12) If, when someone seems to refute a point you have made, you say "That's not the point", you must then state what the point is. If they then refute that point, you are not allowed to say that that actually wasn't the point either, and the real point was some third thing that hasn't been yet refuted. Neither may you change the subject to tangential or related issues until you have conceded that you were incorrect about the first topic.
13) If you are going to attack someone for citing sources that are biased, do not try to prove this by using sources that are equally biased in the other direction; i.e., do not try to prove that Cato is wrong about something by flashing up a talking points memo from a Nader group. Your opposition could get seriously hurt laughing that hard. It's all fun and games until somebody loses an eye.
14) No one is much moved by exhortations to the effect that they're just selfish and mean. First of all, it's rarely true, except in the case of Objectivists, and they don't care.
15) I don't care how mad you are -- I mean it. No name calling. Unless they call names first. Even then, it's polite to fire a warning shot across the bow.
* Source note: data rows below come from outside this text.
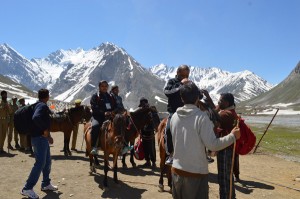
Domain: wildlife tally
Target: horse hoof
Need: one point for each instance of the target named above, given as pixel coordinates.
(160, 188)
(92, 169)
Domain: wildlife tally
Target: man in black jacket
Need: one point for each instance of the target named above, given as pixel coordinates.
(40, 139)
(102, 105)
(171, 90)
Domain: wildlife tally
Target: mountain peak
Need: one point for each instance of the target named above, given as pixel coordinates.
(297, 68)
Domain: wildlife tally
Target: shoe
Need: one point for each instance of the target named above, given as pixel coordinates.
(237, 178)
(29, 193)
(10, 147)
(94, 151)
(50, 187)
(210, 160)
(153, 165)
(169, 161)
(147, 164)
(17, 146)
(22, 149)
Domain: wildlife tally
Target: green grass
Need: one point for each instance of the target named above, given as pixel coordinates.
(278, 140)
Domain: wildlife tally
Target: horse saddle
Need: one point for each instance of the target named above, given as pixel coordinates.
(59, 117)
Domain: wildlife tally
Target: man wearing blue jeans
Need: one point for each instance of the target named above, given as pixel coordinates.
(40, 139)
(171, 90)
(192, 131)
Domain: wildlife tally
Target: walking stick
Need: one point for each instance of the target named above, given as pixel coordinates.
(265, 131)
(82, 140)
(232, 162)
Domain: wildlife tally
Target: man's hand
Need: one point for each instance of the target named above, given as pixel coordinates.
(185, 81)
(236, 132)
(107, 113)
(46, 133)
(50, 140)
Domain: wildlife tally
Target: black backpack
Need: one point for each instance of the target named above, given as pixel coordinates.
(23, 119)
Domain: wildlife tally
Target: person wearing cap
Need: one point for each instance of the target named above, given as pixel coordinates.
(77, 103)
(102, 105)
(115, 94)
(23, 138)
(171, 90)
(148, 138)
(11, 127)
(192, 131)
(4, 119)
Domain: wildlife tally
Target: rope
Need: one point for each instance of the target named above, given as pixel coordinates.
(274, 183)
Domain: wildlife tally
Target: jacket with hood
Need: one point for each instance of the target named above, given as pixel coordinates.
(192, 131)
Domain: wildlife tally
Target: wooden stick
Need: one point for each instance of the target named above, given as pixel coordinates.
(232, 161)
(266, 130)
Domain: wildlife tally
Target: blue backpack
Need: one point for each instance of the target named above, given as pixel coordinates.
(23, 119)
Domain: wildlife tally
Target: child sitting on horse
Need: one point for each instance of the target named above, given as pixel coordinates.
(102, 105)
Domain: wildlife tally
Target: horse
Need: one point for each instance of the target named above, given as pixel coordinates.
(137, 120)
(111, 142)
(166, 169)
(67, 120)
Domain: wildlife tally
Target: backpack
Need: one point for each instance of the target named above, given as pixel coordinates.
(247, 140)
(139, 150)
(23, 119)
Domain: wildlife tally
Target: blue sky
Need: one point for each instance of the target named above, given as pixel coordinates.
(262, 36)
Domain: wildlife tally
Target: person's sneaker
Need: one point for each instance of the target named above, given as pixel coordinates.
(126, 149)
(94, 151)
(29, 193)
(169, 161)
(10, 147)
(17, 146)
(209, 159)
(147, 164)
(50, 187)
(237, 178)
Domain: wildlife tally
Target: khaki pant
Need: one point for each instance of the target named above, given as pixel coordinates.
(23, 141)
(3, 130)
(74, 136)
(11, 129)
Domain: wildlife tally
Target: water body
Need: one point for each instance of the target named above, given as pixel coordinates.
(282, 120)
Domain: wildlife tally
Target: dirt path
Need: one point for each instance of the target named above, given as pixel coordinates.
(262, 176)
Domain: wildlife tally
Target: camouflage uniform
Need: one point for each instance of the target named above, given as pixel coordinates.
(11, 126)
(75, 127)
(4, 119)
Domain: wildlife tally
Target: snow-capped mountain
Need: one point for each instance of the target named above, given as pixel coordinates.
(77, 73)
(71, 74)
(16, 89)
(21, 70)
(244, 85)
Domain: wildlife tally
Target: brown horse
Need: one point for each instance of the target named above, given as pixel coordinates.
(111, 142)
(66, 122)
(138, 119)
(164, 169)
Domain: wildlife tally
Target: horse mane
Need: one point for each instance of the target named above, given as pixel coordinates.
(139, 111)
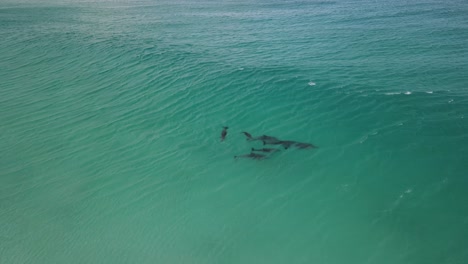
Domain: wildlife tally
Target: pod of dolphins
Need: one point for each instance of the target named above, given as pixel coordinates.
(267, 140)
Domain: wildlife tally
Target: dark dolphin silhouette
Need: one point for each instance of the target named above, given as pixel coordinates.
(266, 150)
(224, 133)
(251, 155)
(266, 139)
(300, 145)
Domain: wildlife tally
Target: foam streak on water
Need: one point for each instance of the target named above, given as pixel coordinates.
(111, 114)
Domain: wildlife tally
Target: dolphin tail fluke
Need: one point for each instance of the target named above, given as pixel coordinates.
(249, 137)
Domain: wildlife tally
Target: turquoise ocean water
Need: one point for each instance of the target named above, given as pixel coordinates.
(111, 114)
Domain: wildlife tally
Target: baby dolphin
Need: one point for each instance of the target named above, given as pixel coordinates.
(251, 155)
(266, 149)
(224, 133)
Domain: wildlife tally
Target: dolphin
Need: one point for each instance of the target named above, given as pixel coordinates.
(224, 133)
(304, 145)
(251, 155)
(263, 138)
(266, 149)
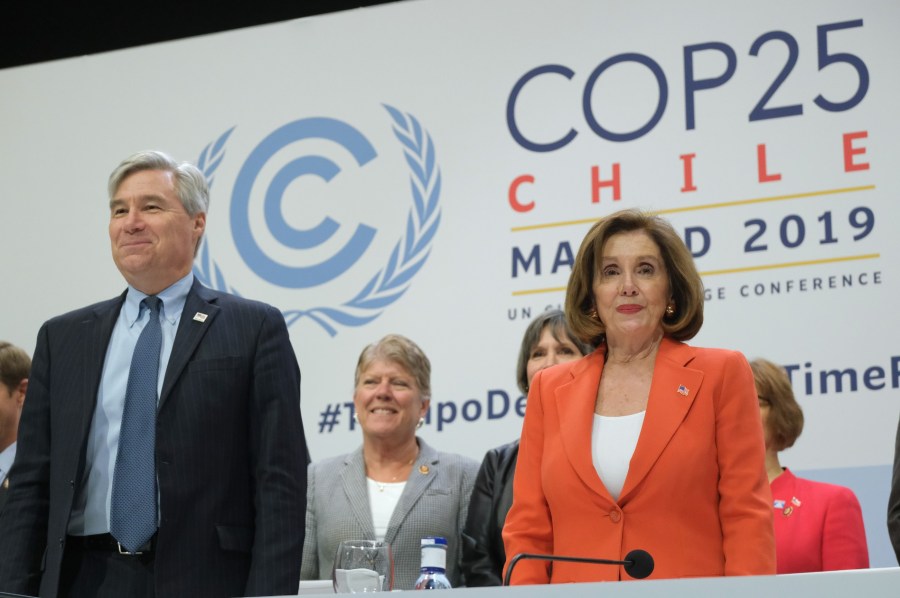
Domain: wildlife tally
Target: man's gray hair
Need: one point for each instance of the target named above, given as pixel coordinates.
(190, 184)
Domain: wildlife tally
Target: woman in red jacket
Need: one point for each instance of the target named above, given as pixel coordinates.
(818, 527)
(647, 443)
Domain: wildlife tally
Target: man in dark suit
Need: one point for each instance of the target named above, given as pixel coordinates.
(14, 366)
(227, 454)
(894, 501)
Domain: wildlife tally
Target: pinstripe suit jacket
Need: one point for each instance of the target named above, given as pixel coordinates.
(230, 451)
(434, 503)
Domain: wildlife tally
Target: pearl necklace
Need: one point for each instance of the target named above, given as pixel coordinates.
(382, 485)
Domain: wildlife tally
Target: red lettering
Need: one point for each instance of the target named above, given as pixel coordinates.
(688, 160)
(764, 176)
(514, 202)
(597, 184)
(850, 151)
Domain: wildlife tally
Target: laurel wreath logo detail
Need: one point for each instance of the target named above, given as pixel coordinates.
(408, 255)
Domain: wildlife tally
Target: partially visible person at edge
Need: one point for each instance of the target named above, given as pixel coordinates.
(547, 341)
(395, 487)
(209, 498)
(646, 443)
(894, 500)
(818, 526)
(14, 367)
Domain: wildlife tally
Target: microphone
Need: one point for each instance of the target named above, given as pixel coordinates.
(638, 563)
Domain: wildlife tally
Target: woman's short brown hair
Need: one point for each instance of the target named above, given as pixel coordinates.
(785, 419)
(402, 351)
(684, 280)
(14, 365)
(555, 320)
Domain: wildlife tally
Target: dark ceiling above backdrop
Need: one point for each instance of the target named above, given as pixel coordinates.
(32, 32)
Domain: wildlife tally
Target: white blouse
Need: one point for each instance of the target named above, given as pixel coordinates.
(383, 499)
(612, 445)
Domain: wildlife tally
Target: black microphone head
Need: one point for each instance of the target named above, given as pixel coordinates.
(638, 564)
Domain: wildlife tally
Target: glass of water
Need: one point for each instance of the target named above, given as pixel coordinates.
(362, 566)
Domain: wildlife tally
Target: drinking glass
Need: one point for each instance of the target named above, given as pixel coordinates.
(362, 566)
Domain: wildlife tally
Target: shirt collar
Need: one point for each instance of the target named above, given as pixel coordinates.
(173, 300)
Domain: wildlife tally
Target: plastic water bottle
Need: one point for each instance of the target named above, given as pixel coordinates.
(434, 565)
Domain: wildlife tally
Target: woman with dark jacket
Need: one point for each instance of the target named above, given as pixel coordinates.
(547, 341)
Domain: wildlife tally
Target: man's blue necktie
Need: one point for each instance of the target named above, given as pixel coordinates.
(133, 515)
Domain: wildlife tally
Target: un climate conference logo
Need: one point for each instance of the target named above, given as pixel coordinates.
(390, 281)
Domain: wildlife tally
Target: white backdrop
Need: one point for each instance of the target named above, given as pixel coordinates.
(481, 139)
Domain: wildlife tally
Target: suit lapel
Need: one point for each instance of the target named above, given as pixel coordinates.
(575, 403)
(423, 473)
(96, 332)
(190, 332)
(353, 479)
(672, 393)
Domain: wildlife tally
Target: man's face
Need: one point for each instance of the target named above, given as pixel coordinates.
(153, 237)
16) No, drug testing in schools is not the same thing as jack-booted thugs coming to our house in the middle of the night and making us "disappear". Neither are trigger guards on handguns. As much as you may disagree with these particular decisions, let's tone it down a little, 'kay?
17) And fer gosh sakes, will you get out a little more? The sureness of your own ineluctable moral superiority, of the venal stupidity of the other side, of the patent weakness of the opposition's arguments and moral fiber, is a little tiresome. Cruise around and see what the other side has to say. Then attack them. Nicely, of course. Really, it saves a lot of trouble putting words in the mouths of straw men when you can probably find some idiot somewhere who said pretty much the same thing, and think of how much less typing you'll do. Oh, and after you've slapped them around, it's polite to offer a handkerchief with which they can clean themselves up before they have to go back to work.
Now, I'm sure that many of you are even now mentally compasing notes which point out the ways in which I have violated these precepts. No doubt. I have also been known to snap at my family, put off until tomorrow what I ought to do today, and leave my bed unmade. Manners and morals should be mountains to which we aspire, not caves in which we hide.